Are you building technical content for a global audience?
Realizing that there can be a certain gap between document creation and its adaptation to chosen markets' requirements is the first and most important step to creating technical documentation that is truly ready to be localized. Apart from the initial realization of the gap, there are certain things to remember to make sure the documentation is really ready for localization. This, in result, will lead to saving a brand from miscommunication, missing deadlines stress and, of course, inflated costs. So, let’s take a quick look at what’s important.
There is a risk of misunderstanding the internationalization concept at its core. You probably already know that internationalization is much more than just simple translation (as if translation could ever be simple).
The internationalization process includes translation, adapting the product or service to a chosen market’s linguistic, cultural and any other relevant requirements. The important aspect when it comes to internationalization is that the process of adapting the product or service doesn’t start at the translation stage. It starts at the beginning of the creative process. The products or services should be designed and developed with international expansion in mind. This means saving them from being unnecessarily reconstructed or redesigned to fit the given market’s requirements. When a brand represents such an approach, it enables them to limit unnecessary middle-steps to reach the desired outcome which would be enhancing their customers’ experience, increasing the sales and results in boosting the ROI growth.
There are specific risks taken when ignoring the importance of documentation internationalization.
When internationalization is overlooked, the authoring teams of technical documentation end up in endless post delivery communication, creating additional workarounds and generating design challenges and missing their deadlines. This means a loss of focus on new projects and the inability to establish when the product localization process will be over.
Money is lost because of the necessity to cover the additional time by engaging resources in tasks that could have been avoided. When the documentation creative process involves the localization aspect, collaboration between the authoring team and the localization team goes smoothly and more efficiently. This means less money wasted on manual fixes and redesigns.
Lack of collaboration brings stress, frustration, money loss and results in a damaged brand image and reputation.
There are also various key benefits of the document authoring team fully collaborating with the localization partners.
All the points listed above result in substantial financial savings and the localization process being more effortless and efficient.
Technical content has to meet several different criteria coming from various stakeholders. The marketing team expects it to convey a message consistent to the marketing content, the sales team expects it to entice customers and convince them to buy the product instantly, while the legal team expects the documentation to be fully compliant with the laws and regulations. This is all even before the localization aspect comes into the picture. This can mean possible holdups in the product rollout. To accelerate the international product launch and satisfy the various stakeholders’ needs it is crucial for the technical documentation creative process to include localization aspects from the beginning.

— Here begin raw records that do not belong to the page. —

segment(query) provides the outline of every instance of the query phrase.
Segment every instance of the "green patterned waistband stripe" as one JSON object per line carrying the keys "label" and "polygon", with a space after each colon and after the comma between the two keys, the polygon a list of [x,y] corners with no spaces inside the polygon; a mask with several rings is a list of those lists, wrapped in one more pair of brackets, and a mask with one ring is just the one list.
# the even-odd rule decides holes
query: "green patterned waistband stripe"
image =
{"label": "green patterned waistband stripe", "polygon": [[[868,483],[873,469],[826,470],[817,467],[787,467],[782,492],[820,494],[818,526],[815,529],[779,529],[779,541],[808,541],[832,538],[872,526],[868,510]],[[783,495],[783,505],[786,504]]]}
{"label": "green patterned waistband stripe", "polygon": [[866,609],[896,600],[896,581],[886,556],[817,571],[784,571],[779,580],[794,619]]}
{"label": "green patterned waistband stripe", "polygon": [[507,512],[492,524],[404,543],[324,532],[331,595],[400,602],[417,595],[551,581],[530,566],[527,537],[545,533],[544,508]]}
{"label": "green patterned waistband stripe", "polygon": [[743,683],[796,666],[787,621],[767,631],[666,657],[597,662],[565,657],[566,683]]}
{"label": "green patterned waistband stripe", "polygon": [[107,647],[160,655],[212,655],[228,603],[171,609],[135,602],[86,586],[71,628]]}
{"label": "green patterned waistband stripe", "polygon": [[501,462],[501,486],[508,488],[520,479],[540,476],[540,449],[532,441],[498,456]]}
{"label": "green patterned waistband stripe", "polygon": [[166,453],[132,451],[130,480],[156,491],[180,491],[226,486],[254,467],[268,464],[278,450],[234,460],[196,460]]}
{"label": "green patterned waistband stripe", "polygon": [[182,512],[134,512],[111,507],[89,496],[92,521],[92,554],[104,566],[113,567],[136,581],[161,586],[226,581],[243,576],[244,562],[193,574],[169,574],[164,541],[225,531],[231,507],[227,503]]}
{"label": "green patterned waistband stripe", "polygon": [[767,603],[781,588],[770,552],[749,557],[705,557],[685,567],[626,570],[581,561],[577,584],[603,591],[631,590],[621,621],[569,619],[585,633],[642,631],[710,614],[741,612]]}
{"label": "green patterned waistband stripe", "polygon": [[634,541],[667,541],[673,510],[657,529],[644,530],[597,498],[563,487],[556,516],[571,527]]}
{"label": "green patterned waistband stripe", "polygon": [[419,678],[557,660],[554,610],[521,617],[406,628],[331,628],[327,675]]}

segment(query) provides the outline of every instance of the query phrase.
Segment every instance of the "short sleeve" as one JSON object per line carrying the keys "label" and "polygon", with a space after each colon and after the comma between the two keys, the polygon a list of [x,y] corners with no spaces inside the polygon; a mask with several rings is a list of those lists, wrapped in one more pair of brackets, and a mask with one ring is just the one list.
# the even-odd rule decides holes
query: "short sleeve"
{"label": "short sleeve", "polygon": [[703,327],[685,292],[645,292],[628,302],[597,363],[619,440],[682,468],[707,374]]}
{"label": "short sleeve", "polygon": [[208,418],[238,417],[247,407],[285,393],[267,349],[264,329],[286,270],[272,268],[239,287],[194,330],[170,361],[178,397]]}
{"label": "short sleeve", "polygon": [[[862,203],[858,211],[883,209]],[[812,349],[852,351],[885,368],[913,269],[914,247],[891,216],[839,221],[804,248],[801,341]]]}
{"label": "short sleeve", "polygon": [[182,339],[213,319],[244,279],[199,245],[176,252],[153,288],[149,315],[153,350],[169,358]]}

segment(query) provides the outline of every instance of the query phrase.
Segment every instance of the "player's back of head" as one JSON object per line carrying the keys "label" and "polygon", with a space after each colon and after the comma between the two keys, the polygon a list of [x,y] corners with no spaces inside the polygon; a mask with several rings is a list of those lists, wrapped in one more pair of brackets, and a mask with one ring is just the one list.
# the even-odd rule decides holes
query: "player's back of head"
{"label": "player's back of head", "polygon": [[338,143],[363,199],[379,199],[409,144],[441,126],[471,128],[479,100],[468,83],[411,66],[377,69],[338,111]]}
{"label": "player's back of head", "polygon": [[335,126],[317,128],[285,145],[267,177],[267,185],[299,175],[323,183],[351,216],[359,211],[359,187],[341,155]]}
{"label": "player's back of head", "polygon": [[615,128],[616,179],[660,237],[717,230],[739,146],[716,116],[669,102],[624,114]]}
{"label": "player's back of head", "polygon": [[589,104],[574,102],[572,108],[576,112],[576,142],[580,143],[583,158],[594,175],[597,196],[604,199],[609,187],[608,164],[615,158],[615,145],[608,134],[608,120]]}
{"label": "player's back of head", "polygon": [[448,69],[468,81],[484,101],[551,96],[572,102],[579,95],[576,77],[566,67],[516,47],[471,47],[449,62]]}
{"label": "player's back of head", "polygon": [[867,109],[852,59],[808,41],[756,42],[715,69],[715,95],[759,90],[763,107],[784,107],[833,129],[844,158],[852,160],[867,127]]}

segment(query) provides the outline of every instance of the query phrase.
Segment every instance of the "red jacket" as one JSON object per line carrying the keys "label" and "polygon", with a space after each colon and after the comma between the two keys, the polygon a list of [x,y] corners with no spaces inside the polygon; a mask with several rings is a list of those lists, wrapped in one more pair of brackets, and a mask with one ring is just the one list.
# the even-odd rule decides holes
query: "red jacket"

Following the brand-specific guidelines regarding terminology or style guides is crucial at the technical documentation creation process. Very often the documentation has more than one author which means adherence to these guidelines will eliminate risks of content inconsistency. To keep the same brand tone and voice in both source and target languages, it is critical to create homogenous, simple content that can be easily translated.
When technical document writers create their content with localization in mind, they actually write for translation. This means constantly adjusting the language to simplify it, checking the guidelines to ensure the terminology is consistent and translation-friendly, reflecting on the choice of words, syntax, symbols, references and more. This results in developing a consistent, universal style throughout the content that also complies with the sales, marketing, legal and other stakeholders’ requirements.
At the document creation stage, writers should focus on designing flexible basic layouts that can be easily adjusted to accommodate the differences between languages. It’s not just about the length of the text, which is an obvious distinguishing point when it comes to differences between languages. It’s also about the text direction, symbolic imagery and the choice of fonts and colors, as well as metric systems and so on.
There is a wide range of authoring platforms that play a valuable role in the document creation aspect. Writers can leverage a range of systems to better facilitate the translation of their source content. Digital Asset Management platforms (DAM), such as Adobe Experience Manager, Aprimo and Nuxeo Studio can help localization teams find and contextualize files and graphics, while glossaries and terminology bases allow global content teams to build highly structured guides to content language.